La aventura está en el interior
del hombre, en su propio cuerpo, lleno de trampas, recovecos, defensas y
agresiones. La sangre es un río que fluye con violencia, el cerebro es un
misterio que debe ser reparado, los anticuerpos son enemigos que se esconden en
la anatomía a la espera de algún intruso al que destruir. Y todo es un abismo
de incógnitas que se puebla de tejidos, de células, de ácidos, de auténtica
batalla. La miniaturización de un batiscafo con unos cuantos científicos dentro
es el primer paso para la cirugía realizada desde el interior, como si Dios
dejara de estar fuera, como si el hombre dejara de estar dentro.
Así es como empieza el viaje
alucinante por el interior del cuerpo humano que fue dirigido de forma
trepidante por Richard Fleischer. El público comenzó a navegar por la más
maravillosa maquinaria nunca inventada y sintió los latidos de su propio
corazón incluso cuando había que atravesarlo abriendo su diástole para que los
intrépidos aventureros interiores pudieran flotar entre las arterias. La fuerza
del corazón es tal que ni el más potente de los motores puede poner proa al
torrente sanguíneo y ahí nos damos cuenta de que somos aventuras andantes,
esperando a ser descubiertas a pesar de los avances de la ciencia. Y ahí, en
ese microuniverso, rodeados de un mar de sangre, también se nos descubre la
profunda debilidad del ser humano que se precipita por la traición con tanta
facilidad como con la que asimilamos los alimentos. No es fácil llegar al
destino de este viaje alucinante por mucho que ahí fuera haya unos cuantos que
cuidan la expedición desde el exterior.
Y es que en el interior del
cuerpo hay demasiadas cosas que pueden salir mal. Más que nada porque la
naturaleza es sabia y trata de expulsar cualquier cuerpo extraño que se
introduce en un entorno que, en el fondo, trata por todos los medios de
mantener su equilibrio. Quizá lo mismo que falte en el interior de esa diminuta
nave que surca el flujo corporal con tanta precaución como osadía. Porque el
miedo existe y eso también puede llevar a la perdición a toda hélice. Y todo es
como un viaje al espacio solo que ese espacio no tiene estrellas ni planetas.

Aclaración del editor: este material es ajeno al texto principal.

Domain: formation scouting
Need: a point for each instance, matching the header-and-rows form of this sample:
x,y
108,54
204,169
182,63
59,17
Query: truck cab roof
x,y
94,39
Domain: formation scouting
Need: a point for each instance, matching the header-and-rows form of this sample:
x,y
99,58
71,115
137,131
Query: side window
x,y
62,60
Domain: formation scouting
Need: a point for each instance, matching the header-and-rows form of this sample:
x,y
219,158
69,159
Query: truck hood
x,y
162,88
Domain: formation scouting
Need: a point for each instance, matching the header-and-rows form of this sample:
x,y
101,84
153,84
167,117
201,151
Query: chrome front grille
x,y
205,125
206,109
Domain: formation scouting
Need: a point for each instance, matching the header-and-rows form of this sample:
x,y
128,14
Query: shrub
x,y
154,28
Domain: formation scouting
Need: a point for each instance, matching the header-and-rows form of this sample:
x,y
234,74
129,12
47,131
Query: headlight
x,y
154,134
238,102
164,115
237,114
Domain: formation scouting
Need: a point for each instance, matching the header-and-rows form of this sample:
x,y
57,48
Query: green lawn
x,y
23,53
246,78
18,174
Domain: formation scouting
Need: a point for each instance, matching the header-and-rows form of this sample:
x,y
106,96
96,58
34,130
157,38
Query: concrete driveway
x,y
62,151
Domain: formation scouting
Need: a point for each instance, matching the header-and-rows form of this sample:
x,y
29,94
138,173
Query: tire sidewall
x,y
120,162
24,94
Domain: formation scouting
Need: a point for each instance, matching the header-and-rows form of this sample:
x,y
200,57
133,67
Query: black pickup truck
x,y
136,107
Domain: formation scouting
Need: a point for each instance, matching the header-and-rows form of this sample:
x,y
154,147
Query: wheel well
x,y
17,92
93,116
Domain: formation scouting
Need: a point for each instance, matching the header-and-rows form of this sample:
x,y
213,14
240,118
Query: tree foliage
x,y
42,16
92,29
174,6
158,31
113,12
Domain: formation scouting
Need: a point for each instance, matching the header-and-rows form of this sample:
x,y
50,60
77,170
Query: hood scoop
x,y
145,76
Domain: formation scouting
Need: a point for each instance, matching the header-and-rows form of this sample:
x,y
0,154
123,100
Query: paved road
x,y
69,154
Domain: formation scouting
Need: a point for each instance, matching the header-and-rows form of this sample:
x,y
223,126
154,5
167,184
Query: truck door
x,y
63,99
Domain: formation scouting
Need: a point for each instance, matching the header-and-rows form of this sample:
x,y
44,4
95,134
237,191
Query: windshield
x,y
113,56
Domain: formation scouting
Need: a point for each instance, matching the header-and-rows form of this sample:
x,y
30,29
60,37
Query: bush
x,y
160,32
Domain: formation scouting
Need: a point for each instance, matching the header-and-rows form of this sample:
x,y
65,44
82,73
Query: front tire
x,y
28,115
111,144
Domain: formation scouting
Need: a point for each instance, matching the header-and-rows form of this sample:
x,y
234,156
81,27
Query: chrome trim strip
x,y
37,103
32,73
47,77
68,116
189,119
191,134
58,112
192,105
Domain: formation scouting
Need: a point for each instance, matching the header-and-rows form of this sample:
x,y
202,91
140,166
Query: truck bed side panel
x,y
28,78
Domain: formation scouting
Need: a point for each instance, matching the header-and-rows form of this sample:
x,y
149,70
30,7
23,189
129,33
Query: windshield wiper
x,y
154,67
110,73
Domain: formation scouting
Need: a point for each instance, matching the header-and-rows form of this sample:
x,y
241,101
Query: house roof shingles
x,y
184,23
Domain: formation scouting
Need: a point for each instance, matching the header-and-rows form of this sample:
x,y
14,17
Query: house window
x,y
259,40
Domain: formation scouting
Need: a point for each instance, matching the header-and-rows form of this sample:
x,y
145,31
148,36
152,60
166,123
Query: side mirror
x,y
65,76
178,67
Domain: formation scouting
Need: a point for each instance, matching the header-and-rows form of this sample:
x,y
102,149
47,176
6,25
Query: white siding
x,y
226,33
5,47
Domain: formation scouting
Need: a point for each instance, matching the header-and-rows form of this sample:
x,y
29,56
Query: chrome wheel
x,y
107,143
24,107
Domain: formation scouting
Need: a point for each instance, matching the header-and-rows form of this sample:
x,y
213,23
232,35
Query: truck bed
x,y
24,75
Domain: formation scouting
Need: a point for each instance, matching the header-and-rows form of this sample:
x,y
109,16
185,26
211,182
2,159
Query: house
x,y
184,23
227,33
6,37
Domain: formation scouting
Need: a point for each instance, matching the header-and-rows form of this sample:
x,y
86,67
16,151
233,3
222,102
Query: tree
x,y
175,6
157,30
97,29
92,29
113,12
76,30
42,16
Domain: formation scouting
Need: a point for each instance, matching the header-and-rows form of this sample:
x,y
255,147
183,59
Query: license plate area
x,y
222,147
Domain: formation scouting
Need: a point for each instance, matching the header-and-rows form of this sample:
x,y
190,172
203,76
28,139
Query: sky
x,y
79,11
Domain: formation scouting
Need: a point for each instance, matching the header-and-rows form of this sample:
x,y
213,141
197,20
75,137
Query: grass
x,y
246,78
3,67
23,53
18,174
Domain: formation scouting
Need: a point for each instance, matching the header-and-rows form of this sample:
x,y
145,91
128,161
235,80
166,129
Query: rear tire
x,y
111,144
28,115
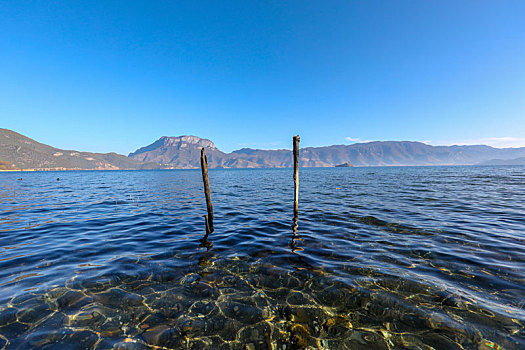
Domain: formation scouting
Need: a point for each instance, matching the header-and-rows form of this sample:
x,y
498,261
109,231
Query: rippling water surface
x,y
382,258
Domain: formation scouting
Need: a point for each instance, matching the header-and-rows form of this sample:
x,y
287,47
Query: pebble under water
x,y
380,258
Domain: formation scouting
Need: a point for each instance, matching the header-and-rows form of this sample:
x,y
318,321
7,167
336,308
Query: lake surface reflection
x,y
379,258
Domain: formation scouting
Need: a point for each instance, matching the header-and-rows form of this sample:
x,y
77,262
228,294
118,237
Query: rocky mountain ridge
x,y
24,153
183,152
178,152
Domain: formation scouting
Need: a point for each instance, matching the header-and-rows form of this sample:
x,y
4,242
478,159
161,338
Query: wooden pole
x,y
204,168
296,140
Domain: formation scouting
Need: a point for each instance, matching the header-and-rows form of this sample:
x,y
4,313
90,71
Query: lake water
x,y
381,258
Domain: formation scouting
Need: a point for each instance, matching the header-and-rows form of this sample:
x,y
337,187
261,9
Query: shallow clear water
x,y
382,258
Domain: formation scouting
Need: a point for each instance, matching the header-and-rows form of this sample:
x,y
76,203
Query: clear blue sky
x,y
116,75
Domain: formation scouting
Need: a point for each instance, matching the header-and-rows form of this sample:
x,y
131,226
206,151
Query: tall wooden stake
x,y
204,168
296,140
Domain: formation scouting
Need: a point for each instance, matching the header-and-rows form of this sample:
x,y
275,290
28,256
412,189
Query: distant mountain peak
x,y
187,139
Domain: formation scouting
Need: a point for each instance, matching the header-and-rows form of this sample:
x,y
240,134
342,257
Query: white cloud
x,y
498,142
356,139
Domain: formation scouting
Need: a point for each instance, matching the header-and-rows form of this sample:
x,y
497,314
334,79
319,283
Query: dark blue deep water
x,y
382,258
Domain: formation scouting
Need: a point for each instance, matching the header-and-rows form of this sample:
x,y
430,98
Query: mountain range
x,y
20,152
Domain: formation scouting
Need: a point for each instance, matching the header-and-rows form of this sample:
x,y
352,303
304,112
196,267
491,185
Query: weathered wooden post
x,y
204,168
296,140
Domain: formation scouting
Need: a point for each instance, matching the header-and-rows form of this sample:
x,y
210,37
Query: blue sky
x,y
116,75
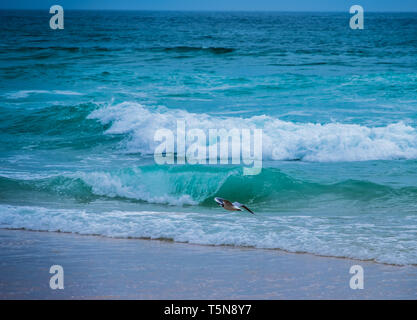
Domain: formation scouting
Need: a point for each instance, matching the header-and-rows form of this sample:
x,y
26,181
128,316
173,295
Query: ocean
x,y
79,109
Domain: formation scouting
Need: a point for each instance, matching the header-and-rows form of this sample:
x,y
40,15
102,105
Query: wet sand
x,y
106,268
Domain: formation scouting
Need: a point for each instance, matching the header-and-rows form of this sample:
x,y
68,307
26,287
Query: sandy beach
x,y
106,268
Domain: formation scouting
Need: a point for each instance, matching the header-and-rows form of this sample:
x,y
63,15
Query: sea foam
x,y
282,140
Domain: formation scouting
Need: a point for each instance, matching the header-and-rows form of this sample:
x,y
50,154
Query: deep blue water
x,y
79,108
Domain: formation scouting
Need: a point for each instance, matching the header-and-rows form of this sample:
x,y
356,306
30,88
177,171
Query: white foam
x,y
346,237
282,140
25,93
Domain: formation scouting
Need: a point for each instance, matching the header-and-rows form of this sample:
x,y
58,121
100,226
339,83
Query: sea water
x,y
79,108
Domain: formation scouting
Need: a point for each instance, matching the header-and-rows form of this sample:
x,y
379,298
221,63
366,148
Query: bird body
x,y
235,206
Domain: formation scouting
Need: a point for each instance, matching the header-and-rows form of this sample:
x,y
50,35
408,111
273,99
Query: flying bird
x,y
235,206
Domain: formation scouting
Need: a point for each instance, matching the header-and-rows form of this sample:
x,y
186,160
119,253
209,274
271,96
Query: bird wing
x,y
239,205
245,207
227,203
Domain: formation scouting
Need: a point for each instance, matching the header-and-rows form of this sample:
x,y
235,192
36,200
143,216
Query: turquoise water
x,y
79,108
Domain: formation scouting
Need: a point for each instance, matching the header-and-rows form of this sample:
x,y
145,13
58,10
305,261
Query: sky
x,y
217,5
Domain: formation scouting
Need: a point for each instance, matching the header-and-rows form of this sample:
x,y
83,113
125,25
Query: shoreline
x,y
170,240
98,267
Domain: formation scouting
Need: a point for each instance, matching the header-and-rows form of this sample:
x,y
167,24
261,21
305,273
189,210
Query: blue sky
x,y
244,5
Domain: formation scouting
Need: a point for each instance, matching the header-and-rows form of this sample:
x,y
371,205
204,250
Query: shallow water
x,y
79,109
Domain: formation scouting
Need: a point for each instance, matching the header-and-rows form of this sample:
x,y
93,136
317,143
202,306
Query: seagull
x,y
235,206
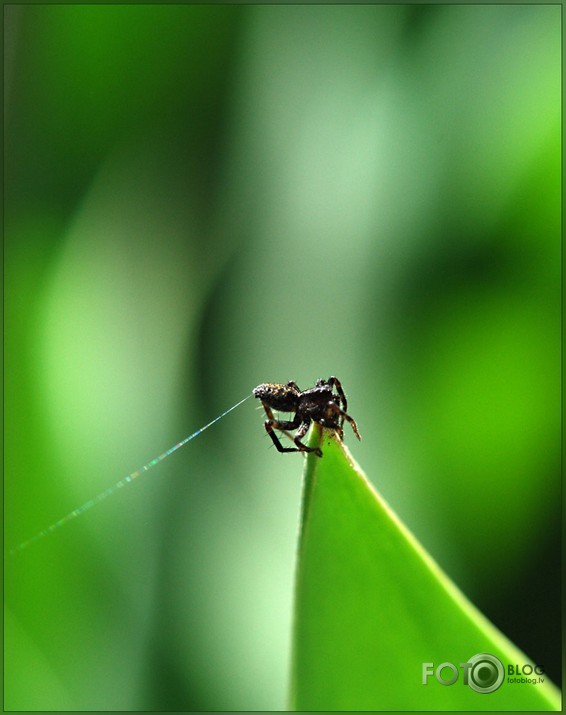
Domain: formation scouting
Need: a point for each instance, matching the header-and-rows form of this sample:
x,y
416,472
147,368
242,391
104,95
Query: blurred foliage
x,y
202,198
371,602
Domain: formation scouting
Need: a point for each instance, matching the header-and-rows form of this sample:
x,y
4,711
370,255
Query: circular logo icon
x,y
486,673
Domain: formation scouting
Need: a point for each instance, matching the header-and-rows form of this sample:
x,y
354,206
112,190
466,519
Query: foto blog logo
x,y
483,673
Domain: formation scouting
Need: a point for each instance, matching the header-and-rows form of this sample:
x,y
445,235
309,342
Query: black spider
x,y
319,404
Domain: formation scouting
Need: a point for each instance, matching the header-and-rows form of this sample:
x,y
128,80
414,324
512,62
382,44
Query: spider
x,y
318,404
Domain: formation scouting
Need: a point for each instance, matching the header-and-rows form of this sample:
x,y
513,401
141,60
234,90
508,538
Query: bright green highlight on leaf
x,y
372,606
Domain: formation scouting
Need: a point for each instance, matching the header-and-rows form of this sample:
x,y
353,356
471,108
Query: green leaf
x,y
372,606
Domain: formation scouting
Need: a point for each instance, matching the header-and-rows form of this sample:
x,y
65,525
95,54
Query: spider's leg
x,y
301,432
271,423
347,417
335,382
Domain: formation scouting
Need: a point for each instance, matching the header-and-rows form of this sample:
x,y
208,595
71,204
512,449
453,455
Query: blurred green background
x,y
202,198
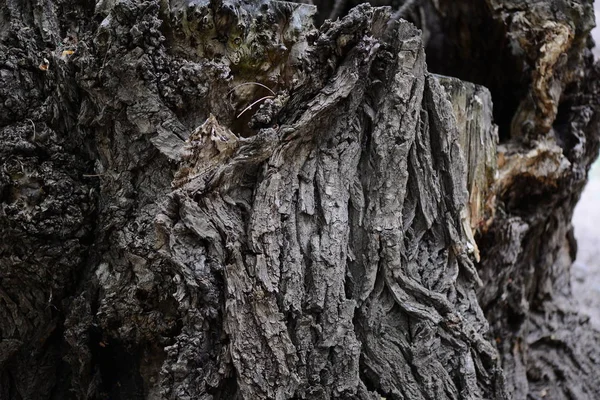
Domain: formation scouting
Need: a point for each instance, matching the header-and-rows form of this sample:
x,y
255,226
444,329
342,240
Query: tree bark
x,y
219,200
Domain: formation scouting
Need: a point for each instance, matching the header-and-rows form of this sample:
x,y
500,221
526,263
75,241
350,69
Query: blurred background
x,y
586,269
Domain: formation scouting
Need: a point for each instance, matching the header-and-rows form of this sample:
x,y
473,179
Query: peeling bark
x,y
219,200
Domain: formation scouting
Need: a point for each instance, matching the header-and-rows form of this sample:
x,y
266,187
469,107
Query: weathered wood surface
x,y
162,236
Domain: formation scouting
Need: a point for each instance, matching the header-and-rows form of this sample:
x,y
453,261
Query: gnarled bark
x,y
219,200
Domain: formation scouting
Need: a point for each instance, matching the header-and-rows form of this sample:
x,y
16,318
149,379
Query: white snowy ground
x,y
586,270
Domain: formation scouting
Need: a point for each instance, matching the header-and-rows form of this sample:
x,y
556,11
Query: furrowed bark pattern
x,y
225,202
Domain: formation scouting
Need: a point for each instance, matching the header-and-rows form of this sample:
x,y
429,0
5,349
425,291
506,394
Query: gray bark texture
x,y
227,199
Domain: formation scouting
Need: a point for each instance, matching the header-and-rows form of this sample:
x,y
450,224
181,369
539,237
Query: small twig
x,y
251,105
34,132
404,8
337,9
252,83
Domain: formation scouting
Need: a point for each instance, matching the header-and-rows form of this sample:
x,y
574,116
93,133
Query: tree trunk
x,y
217,200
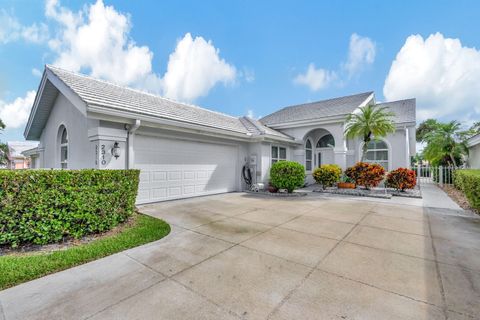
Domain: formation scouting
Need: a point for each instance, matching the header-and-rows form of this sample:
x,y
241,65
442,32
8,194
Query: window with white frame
x,y
377,152
278,154
64,149
326,141
308,155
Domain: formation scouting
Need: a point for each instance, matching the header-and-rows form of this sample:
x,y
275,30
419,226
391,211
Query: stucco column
x,y
340,150
341,157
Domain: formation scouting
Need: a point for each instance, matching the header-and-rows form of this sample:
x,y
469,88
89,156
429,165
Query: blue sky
x,y
249,57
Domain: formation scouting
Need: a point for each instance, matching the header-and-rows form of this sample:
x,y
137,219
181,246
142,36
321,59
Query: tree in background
x,y
370,123
425,127
446,143
3,146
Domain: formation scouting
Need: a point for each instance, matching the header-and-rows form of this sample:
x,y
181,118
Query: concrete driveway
x,y
240,256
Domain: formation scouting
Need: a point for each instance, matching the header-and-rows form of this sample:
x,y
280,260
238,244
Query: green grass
x,y
15,269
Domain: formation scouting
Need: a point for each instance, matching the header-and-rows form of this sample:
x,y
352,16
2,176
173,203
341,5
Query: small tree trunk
x,y
453,160
364,151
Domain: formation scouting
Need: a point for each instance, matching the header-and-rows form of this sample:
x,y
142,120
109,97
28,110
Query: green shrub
x,y
46,206
327,175
468,181
401,179
366,174
287,175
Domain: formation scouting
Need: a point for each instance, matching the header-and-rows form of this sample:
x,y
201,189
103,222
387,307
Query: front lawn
x,y
18,268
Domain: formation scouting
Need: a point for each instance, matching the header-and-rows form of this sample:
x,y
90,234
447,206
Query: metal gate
x,y
438,175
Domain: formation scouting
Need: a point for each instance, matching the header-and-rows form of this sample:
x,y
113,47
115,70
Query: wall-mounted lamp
x,y
116,150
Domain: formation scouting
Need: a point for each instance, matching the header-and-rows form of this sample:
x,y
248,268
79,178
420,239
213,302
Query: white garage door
x,y
173,169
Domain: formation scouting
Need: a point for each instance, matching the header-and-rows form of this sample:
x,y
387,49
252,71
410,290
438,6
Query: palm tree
x,y
445,143
3,147
370,123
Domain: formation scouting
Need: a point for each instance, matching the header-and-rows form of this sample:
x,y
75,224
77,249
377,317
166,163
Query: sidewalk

Solo el viaje es lo importante, solo la singladura es suficiente para poner en
guardia las defensas convirtiendo todo en un periplo maravilloso por el
conducto más perfecto que se haya creado jamás. Por eso el viaje es alucinante.
Porque nuestra propia naturaleza es fascinante y su reparación es lo que nos
debería mover en toda búsqueda. La vida fluye y las pasiones humanas deberían
quedar siempre en el plano de la imperfección.
Los alvéolos convierten la
aspiración en un huracán para la escala más pequeña de tamaño. Una simple gota
puede contener la misma existencia. La presión es tan importante como la de un
submarino en el fondo del mar. Y maravillados y extremos contemplamos tanto
cartón-piedra que no nos importa porque queremos saber qué es lo que les espera
a los héroes en la próxima curva de la vena.